China-based advanced air mobility (AAM) aircraft manufacturer EHang has struck an investment deal worth up to $20 million with a Chinese state-backed urban and economic development zone, suggesting the publicly listed company needs more cash than it possesses to continue working toward certification and production.
EHang said it has inked a strategic partnership accord with Shandong province’s Qingdao West Coast New Area, which involves a binding $10 million capital stake in the AAM company, and the option for another $10 million purchase in the future.
In addition to the ownership position, EHang said the agreement calls for it to develop Qingdao West Coast New Area as an international showcase of its AAM vehicles and services, and to establish a national center there for its aerial firefighting activities.
Qingdao West Coast New Area is one of China’s designated new urban districts that receive state or regional financing and other support to nurture various business and economic objectives. As such they are not dissimilar to the kinds of priority growth zones in Western nations, where mixes of targeted development programs, favorable tax policies, and publicly assisted partnership deals with private business encourage outside investment into prioritized growth activities.
If the equity deal between EHang and Qingdao West Coast New Area clearly seeks to give both partners a stake in developing AAM activities in the zone – and using those to demonstrate their utility to urban areas around the world – it also apparently reflects the publicly traded company now requires more cash than it has to continue development.
EHang was among the earliest AAM companies to float its stock.
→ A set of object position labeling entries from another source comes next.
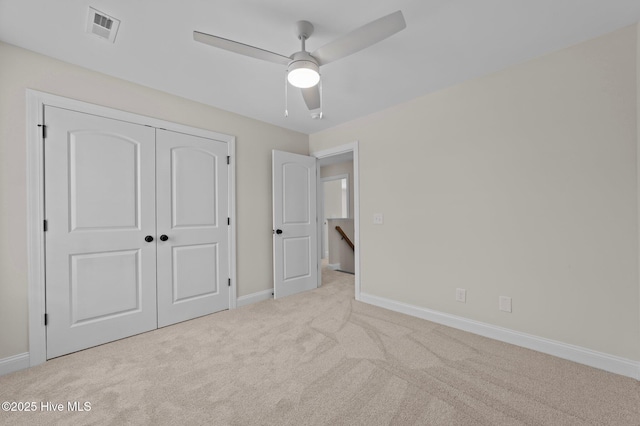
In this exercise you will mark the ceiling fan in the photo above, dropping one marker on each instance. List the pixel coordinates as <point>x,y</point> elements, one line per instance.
<point>303,68</point>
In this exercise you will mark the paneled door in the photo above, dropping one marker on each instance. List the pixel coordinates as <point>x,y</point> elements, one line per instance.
<point>295,238</point>
<point>193,246</point>
<point>137,228</point>
<point>101,220</point>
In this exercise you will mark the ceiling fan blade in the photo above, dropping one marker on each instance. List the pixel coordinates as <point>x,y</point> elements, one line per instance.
<point>241,48</point>
<point>363,37</point>
<point>311,97</point>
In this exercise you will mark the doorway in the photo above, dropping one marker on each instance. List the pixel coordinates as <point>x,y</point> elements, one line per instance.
<point>337,155</point>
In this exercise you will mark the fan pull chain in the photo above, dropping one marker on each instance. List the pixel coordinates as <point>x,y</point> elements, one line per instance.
<point>321,100</point>
<point>286,95</point>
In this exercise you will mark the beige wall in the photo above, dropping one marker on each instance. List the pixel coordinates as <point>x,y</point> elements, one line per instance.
<point>522,183</point>
<point>21,69</point>
<point>345,168</point>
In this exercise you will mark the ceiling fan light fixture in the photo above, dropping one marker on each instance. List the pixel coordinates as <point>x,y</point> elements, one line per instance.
<point>303,74</point>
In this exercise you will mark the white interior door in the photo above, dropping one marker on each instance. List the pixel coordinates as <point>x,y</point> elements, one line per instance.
<point>295,246</point>
<point>100,206</point>
<point>193,230</point>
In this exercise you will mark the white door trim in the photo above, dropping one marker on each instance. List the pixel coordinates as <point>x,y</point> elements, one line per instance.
<point>349,147</point>
<point>35,201</point>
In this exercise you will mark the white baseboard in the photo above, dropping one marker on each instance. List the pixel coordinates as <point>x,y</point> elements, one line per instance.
<point>603,361</point>
<point>254,298</point>
<point>14,363</point>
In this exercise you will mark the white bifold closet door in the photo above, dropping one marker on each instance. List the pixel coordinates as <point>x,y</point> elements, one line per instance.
<point>137,232</point>
<point>192,201</point>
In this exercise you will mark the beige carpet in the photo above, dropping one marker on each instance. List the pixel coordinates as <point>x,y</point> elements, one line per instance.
<point>319,358</point>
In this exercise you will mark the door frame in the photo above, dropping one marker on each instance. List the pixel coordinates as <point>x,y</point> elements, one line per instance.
<point>330,152</point>
<point>36,101</point>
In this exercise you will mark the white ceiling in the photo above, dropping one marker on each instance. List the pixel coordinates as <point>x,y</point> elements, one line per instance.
<point>445,42</point>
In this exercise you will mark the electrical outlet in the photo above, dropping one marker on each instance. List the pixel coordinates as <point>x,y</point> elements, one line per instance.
<point>504,303</point>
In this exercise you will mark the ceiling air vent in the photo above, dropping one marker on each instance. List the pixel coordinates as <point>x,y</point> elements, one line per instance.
<point>102,25</point>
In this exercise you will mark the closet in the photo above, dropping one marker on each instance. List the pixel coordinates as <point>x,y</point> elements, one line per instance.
<point>137,228</point>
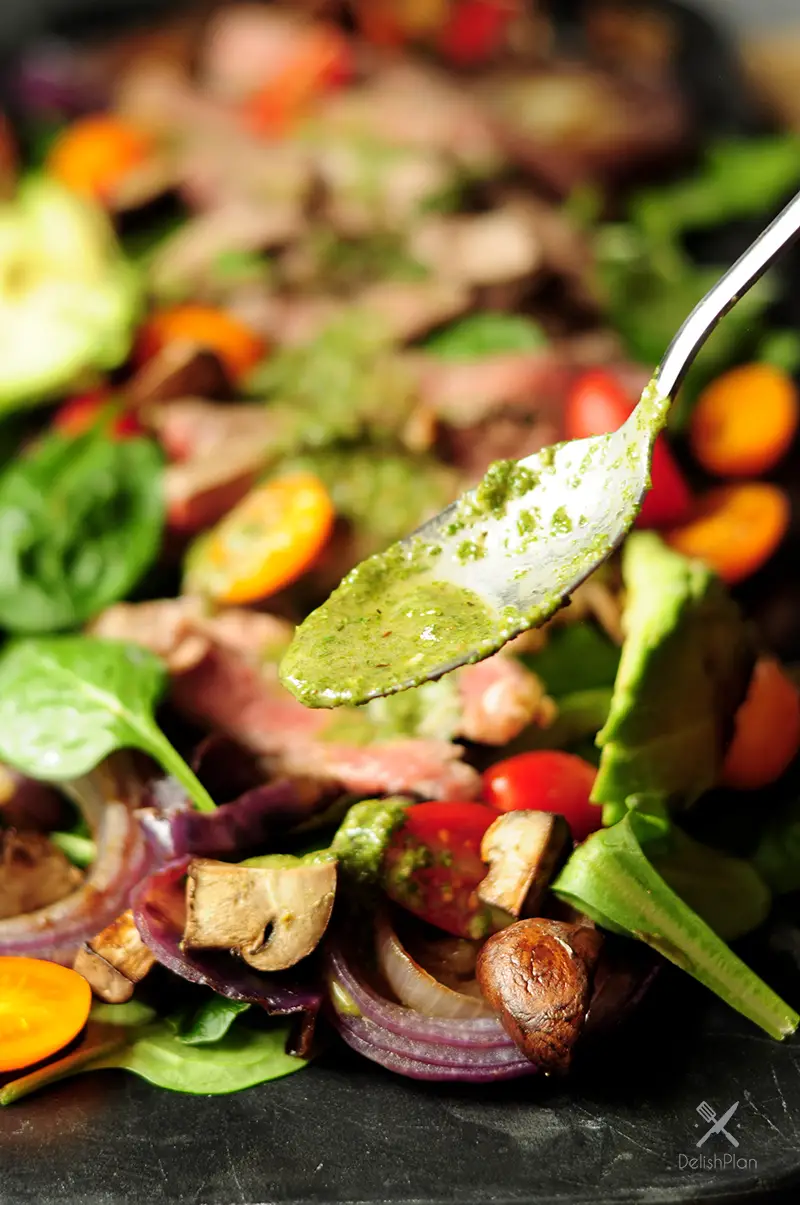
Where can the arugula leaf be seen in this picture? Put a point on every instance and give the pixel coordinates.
(209, 1022)
(740, 178)
(81, 521)
(487, 334)
(240, 1059)
(68, 701)
(576, 657)
(610, 879)
(684, 670)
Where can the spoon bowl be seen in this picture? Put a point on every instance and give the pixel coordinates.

It did so in a 2019 initial public offering that raised $40 million, and valued the company at around $662 million. Both figures were significantly lower than the company’s projected targets. Since then its shares have been repeatedly been subjected to downward pressure among investor worries – especially after a hedge fund’s allegations of doctored accounts that EHang has energetically denied.
Meanwhile, EHang isn’t the only listed company seeking new infusions, with Eve also announcing it has just negotiated a new $92.5 million line of credit with Brazil’s National Development Bank. Yet to be seen is whether other rivals in the still developing sector similarly turn to new investment deals to bridge financing gaps to certification and launch, or if EHang and Eve wind up as outliers.